Walaupun demikian, tidaklah menutupi kemungkinan adanya ijtihad para sahabat dalam masalah-masalah yang sifatnya pribadi, tidak berkaitan secara langsung dengan kemaslahatan umum. Mereka menanyakan masalahanya kepada salah seorang sahabat Nabi dan diberikan jawabannya. Para sahabat berijtihad dalam hal yang belum ada nash-nya. Jadi, pada masa sahabat ini, sudah ada tiga sumber hukum, yaitu Al-Qur’an, As-Sunnah, dan Ijtihad. Ijtihad terjadi dengan ijtihad jama’I dalam masalah-masalah yang berkaitan dengan kemaslahatan umum dan dengan ijtihad fardhi dalam hal-hal yang bersifat pribadi.
Beberapa kejadian ijtihad di masa sahaba
1)   Abu Bakar menerapkan surah ke-50 dalam penyerangan ke Syiria, yaitu membiarkan
     pendududk Kristen menjalankan hukum dan adatnya sendiri.
 2)  Umar bin Khattab mengeluarkan muallaf dari golongan mustahik, dengan alasan muallaf pada
     masa Umar tidak perlu lagi diberi bagian zakat dan tidak memberlakukan hukuman potong
     tangan bagi pencuri.
3)  Umar banyak mempertimbangkan keputusan hukumnya dengan mempertimbangkan
     maqashid syari’ah.
                      4)   Ali bin Abi Thalib menggunakan qiyas ketika memutuskan hukum peminum khamr, yaitu diqiyaskan dengan hukuman           pelaku qadzaf (menuduh zina).
Karakteristik fiqh sahabat
         1)       Bersifat realistis, karena ketetapan fiqhnya berdasarkan pada problem-problem aktual yang terjadi. Tidak ada ketetapan fiqh yang bersifat hipotesis atau rekaan semata, sehingga bentuk fiqh pada masa ini disebut dengan fiqh al-waqi’I (fiqh realisitk).
         2)       Bersifat terbuka, karena tidak menerapkan prosedur-prosedur tertentu yang harus diikuti dalam menetapkan aturan hukum. Para sahabat juga tidak membuat catatan atas ketetapan hukum yang mereka hasilkan. Di samping itu, mereka menghargai kebebasan pendapat yang berdasarkan pada Al-Qur’an dan As-Sunnah.
         3)       Mengedepankan musyawarah (ijmak) daripada menggunakan pendapat pribadi dalam penetapan hukum. Hal ini dipraktekkan oleh para Khulafaurasyidin, sehingga memperkecil ruang ikhtilaf maupun perpecahan di kalangan umat Islam. Meskipun demikian, para sahabat tetap menghormati pendapat pribadi di antara mereka.

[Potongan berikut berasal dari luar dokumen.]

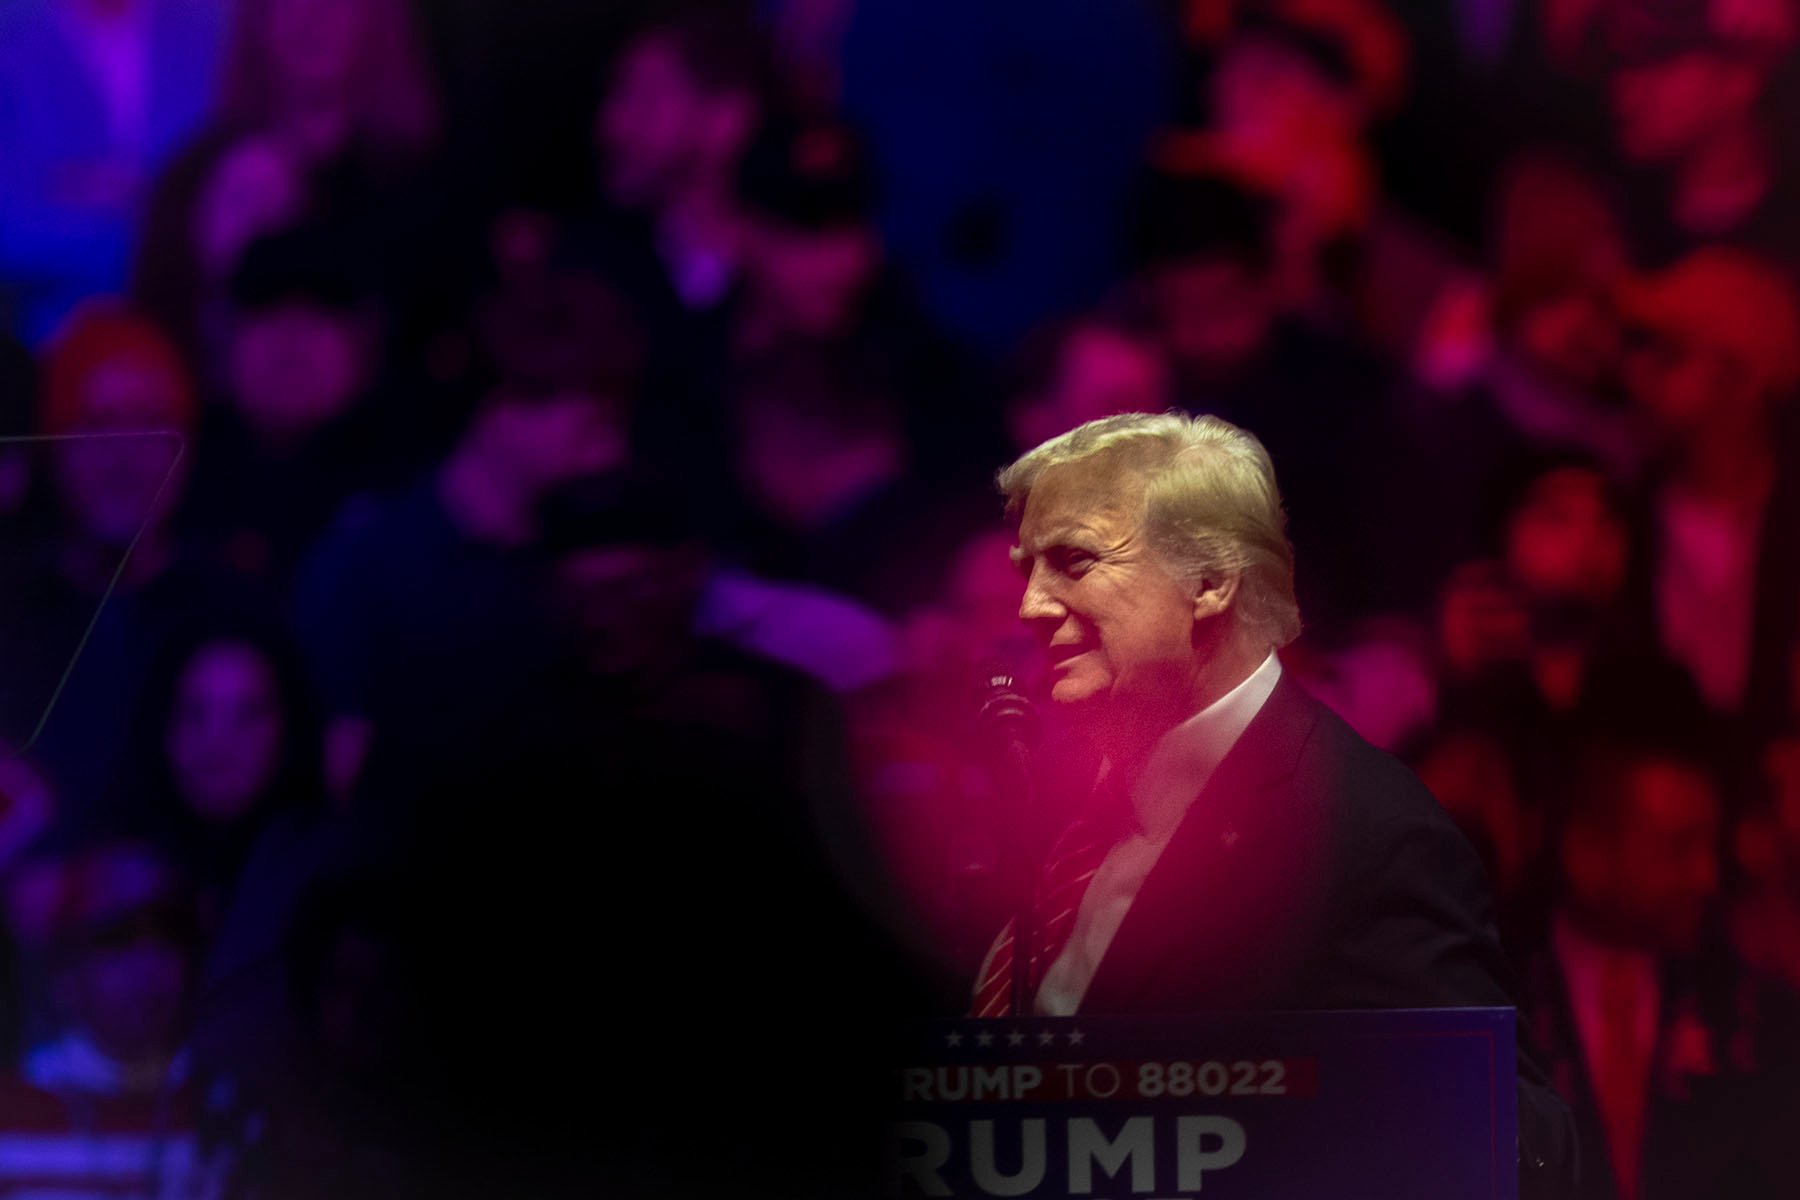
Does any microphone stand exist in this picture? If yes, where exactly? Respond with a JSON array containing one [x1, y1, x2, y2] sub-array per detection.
[[977, 671, 1041, 1017], [996, 735, 1037, 1017]]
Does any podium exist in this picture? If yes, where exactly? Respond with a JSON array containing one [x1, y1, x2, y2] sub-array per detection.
[[891, 1009, 1517, 1200]]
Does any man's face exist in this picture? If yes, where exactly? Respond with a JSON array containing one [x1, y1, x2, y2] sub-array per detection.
[[1012, 457, 1199, 723], [1575, 760, 1721, 953], [597, 37, 718, 209], [1504, 467, 1627, 607], [164, 641, 285, 823], [51, 361, 188, 547], [227, 301, 366, 446], [1608, 53, 1758, 164], [553, 544, 700, 676], [743, 223, 879, 338], [74, 930, 189, 1062]]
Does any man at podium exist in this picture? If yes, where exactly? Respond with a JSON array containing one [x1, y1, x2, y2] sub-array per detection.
[[975, 412, 1575, 1197]]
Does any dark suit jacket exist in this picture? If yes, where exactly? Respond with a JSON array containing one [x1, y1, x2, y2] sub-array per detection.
[[1075, 675, 1577, 1198], [1523, 939, 1800, 1200]]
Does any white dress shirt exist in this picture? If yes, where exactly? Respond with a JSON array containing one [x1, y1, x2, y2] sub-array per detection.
[[1033, 651, 1284, 1015], [1551, 915, 1660, 1100]]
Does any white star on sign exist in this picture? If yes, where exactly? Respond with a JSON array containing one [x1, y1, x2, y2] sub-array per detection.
[[976, 1031, 995, 1047], [1067, 1029, 1086, 1046], [1007, 1029, 1026, 1047], [946, 1031, 964, 1047], [1037, 1031, 1057, 1046]]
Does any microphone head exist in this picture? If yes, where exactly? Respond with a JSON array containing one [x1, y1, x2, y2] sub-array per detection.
[[975, 664, 1039, 750]]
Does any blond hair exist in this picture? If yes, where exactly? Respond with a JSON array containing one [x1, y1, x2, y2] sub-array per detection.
[[997, 412, 1302, 648]]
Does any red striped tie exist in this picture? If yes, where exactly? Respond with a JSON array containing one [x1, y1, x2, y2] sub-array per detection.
[[971, 817, 1119, 1017]]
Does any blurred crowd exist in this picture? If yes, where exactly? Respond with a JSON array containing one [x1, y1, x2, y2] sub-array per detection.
[[3, 0, 1800, 1195]]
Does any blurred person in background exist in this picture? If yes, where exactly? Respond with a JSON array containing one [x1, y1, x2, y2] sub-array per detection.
[[0, 0, 227, 342], [175, 223, 411, 586], [465, 261, 904, 696], [1391, 154, 1643, 614], [1434, 450, 1707, 790], [731, 114, 881, 356], [1131, 171, 1286, 396], [1176, 0, 1409, 319], [1371, 0, 1611, 241], [1001, 312, 1174, 456], [124, 626, 321, 926], [516, 468, 852, 785], [589, 5, 766, 314], [1420, 450, 1709, 953], [576, 5, 770, 519], [32, 304, 191, 600], [1129, 169, 1403, 632], [291, 268, 636, 809], [251, 878, 423, 1198], [1731, 718, 1800, 997], [1616, 247, 1800, 733], [1599, 0, 1800, 266], [1528, 739, 1800, 1200], [377, 466, 923, 1198], [213, 0, 440, 178], [9, 304, 262, 832], [1438, 452, 1667, 704], [1415, 722, 1545, 955], [1728, 635, 1800, 988], [109, 619, 354, 1082], [132, 0, 449, 367], [1416, 153, 1641, 467], [730, 111, 992, 473], [0, 842, 218, 1197], [1296, 614, 1441, 754], [132, 129, 311, 369], [729, 341, 990, 617]]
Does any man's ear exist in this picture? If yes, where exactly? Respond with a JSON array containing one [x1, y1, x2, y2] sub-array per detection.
[[1193, 573, 1239, 623]]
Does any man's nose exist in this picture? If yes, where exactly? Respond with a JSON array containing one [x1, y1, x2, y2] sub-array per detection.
[[1019, 566, 1064, 624]]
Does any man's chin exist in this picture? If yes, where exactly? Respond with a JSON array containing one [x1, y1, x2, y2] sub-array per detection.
[[1048, 673, 1107, 710]]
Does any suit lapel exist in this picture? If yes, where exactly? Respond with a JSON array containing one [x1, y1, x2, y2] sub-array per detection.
[[1081, 676, 1325, 1013], [1536, 944, 1722, 1200]]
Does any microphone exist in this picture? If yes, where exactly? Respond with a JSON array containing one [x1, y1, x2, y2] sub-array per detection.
[[975, 665, 1039, 759]]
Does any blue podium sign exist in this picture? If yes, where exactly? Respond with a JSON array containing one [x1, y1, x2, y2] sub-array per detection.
[[891, 1009, 1516, 1200]]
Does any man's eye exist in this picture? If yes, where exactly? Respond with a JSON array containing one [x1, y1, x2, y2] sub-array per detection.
[[1052, 548, 1096, 575]]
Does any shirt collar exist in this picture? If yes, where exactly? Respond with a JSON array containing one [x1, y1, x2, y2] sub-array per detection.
[[1129, 651, 1283, 842]]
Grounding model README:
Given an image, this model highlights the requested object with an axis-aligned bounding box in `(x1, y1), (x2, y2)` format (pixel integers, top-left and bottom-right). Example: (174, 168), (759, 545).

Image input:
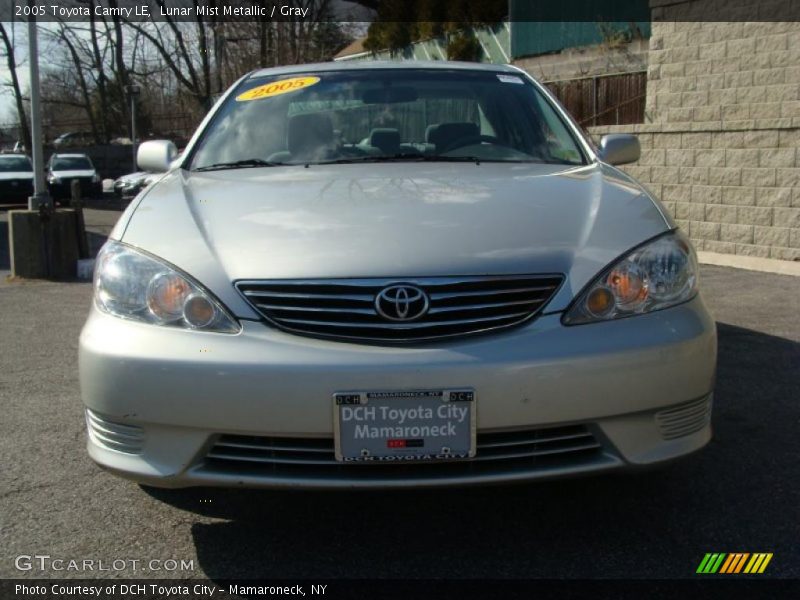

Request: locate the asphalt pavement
(0, 216), (798, 582)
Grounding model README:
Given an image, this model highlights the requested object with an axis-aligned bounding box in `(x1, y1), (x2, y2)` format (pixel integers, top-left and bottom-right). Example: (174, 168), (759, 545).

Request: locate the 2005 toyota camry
(79, 61), (716, 489)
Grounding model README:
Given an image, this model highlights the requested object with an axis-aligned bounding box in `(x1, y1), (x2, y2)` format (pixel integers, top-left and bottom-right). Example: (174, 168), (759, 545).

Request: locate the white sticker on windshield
(497, 74), (524, 84)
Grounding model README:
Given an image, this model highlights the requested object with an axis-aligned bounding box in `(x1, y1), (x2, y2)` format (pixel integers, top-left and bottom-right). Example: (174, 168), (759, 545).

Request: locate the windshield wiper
(195, 158), (282, 171)
(315, 153), (484, 165)
(315, 153), (426, 165)
(310, 154), (555, 166)
(421, 155), (483, 164)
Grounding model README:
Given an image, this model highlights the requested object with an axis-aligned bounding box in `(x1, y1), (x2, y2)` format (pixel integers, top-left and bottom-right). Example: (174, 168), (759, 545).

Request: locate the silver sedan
(80, 61), (716, 489)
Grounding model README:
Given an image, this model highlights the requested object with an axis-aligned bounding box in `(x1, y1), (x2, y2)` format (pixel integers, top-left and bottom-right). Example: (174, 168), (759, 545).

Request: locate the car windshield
(189, 69), (586, 170)
(0, 156), (32, 172)
(52, 156), (92, 170)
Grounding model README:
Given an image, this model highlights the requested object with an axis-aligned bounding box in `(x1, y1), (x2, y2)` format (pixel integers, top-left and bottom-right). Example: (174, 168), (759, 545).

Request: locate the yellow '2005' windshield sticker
(236, 76), (320, 101)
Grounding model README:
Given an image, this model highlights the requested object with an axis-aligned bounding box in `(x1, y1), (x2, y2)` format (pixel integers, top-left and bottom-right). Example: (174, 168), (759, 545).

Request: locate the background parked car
(0, 154), (34, 203)
(113, 171), (159, 198)
(47, 153), (102, 201)
(52, 131), (96, 149)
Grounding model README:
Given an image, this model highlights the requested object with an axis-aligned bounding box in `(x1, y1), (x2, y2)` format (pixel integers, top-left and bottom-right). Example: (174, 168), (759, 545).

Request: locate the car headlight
(49, 175), (62, 184)
(94, 241), (240, 333)
(563, 230), (698, 325)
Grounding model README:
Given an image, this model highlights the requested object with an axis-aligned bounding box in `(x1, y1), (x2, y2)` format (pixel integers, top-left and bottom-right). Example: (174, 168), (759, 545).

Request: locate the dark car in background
(47, 153), (102, 201)
(0, 154), (34, 203)
(52, 131), (96, 149)
(113, 171), (159, 198)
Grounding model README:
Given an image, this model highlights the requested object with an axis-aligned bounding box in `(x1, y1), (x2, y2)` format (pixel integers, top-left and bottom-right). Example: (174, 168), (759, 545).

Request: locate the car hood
(118, 162), (671, 318)
(0, 171), (33, 180)
(51, 169), (95, 178)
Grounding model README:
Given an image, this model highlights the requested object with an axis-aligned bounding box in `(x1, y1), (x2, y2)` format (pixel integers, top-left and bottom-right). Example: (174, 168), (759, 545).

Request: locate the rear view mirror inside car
(362, 86), (419, 104)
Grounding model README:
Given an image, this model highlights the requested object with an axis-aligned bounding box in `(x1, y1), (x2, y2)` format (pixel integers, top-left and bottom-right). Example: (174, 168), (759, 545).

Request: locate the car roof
(52, 153), (91, 158)
(0, 153), (29, 159)
(248, 60), (524, 81)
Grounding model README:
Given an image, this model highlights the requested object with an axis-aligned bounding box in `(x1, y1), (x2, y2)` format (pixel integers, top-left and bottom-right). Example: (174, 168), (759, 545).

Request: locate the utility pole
(126, 85), (141, 172)
(8, 11), (78, 280)
(27, 14), (50, 210)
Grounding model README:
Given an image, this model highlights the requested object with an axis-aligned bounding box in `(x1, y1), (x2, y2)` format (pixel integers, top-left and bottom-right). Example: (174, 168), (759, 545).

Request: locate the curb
(698, 251), (800, 277)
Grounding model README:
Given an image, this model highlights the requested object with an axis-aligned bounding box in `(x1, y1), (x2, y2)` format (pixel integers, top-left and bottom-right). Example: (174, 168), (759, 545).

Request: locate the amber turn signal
(586, 286), (615, 318)
(183, 294), (217, 328)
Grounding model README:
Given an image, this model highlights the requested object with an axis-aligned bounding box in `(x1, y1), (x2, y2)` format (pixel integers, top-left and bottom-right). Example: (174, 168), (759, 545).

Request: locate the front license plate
(333, 389), (476, 463)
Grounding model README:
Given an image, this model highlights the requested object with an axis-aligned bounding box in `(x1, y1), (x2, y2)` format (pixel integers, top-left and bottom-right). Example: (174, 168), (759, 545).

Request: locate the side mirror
(597, 134), (640, 166)
(137, 140), (178, 173)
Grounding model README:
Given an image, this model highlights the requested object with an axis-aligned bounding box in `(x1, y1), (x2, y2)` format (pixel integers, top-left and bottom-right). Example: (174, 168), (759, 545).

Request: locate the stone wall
(590, 123), (800, 260)
(588, 3), (800, 261)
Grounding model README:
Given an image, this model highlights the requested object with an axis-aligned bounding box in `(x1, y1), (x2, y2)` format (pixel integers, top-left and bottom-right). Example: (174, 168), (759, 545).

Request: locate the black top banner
(2, 0), (799, 23)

         4)     Bersifat kreatif, dalam arti melakukan modifikasi terhadap aturan hukum sebelumnya. Alasan modifikasi ini adalah tiadanya illat bagi keberadaan hukum tersebut atau adanya perubahan kondisi sosial. Contoh dalam kasus ini adalah ijtihad Umar bin Khattab yang melarang pendistribusian zakat bagi muallaf adalah untuk mendapatkan dukungan, namun pada masa Umar dukungan muallaf tersebut sudah tidak dibutuhkan lagi mengingat eksistensi umat Islam sudah kuat. Contoh kedua terkait dengan penetapan talaq tiga. Pada masa Rasulullah, pernyataan tiga kali talaq dalam satu kesempatan dianggap sebagai satu kali pernyataan talaq, namun khalifah Umar menetapkan bahwa talaq tiga kali tersebut dianggap jatuh talaq tiga.
         5)      Khalifah sentris, yaitu keputusan akhir yang melibatkan ijmak dan ijtihad berada di tangan khlaifah. Namun, keputusan khalifah sebelumnya tidak mengikat bagi khalifah sesudahnya. Khalifah pengganti dapat mengubah aturan hukum dari khalifah sebelumnya. Contohnya, khalifah Ali mengubah hukuman bagi peminum khamr. Khalifah Abu Bakar dan Umar mengubah hukuman bagi peminum khamr dengan 40 kali cambuk, sedangkan Khalifah Ali menambah hukuman tersebut menjadi 80 kali cambuk.
Sejarah hukum Islam pada masa Khulafaurasyidin secara periodic terbagi menjadi 4, yaitu periode Abu Bakar, periode Umar bin Khattab, periode Usman bin Affan, dan periode Ali bin Abi Thalib. Yang perlu digaris bawahi dalam pemahaman mengenai tasyri’ pada masa ini adalah meskipun disebut periode Khulafaurasyidin, namun dalam prakteknya para mujtahid hukum bukan hanya para Amirul Mukminin yang 4 saja, akan tetapi seluruh kibarus sahabat yang hidup pada masa ini juga sering berijtihad terhadap permasalahan yang dirasa aktual dan dibutuhkan di antara umat Islam.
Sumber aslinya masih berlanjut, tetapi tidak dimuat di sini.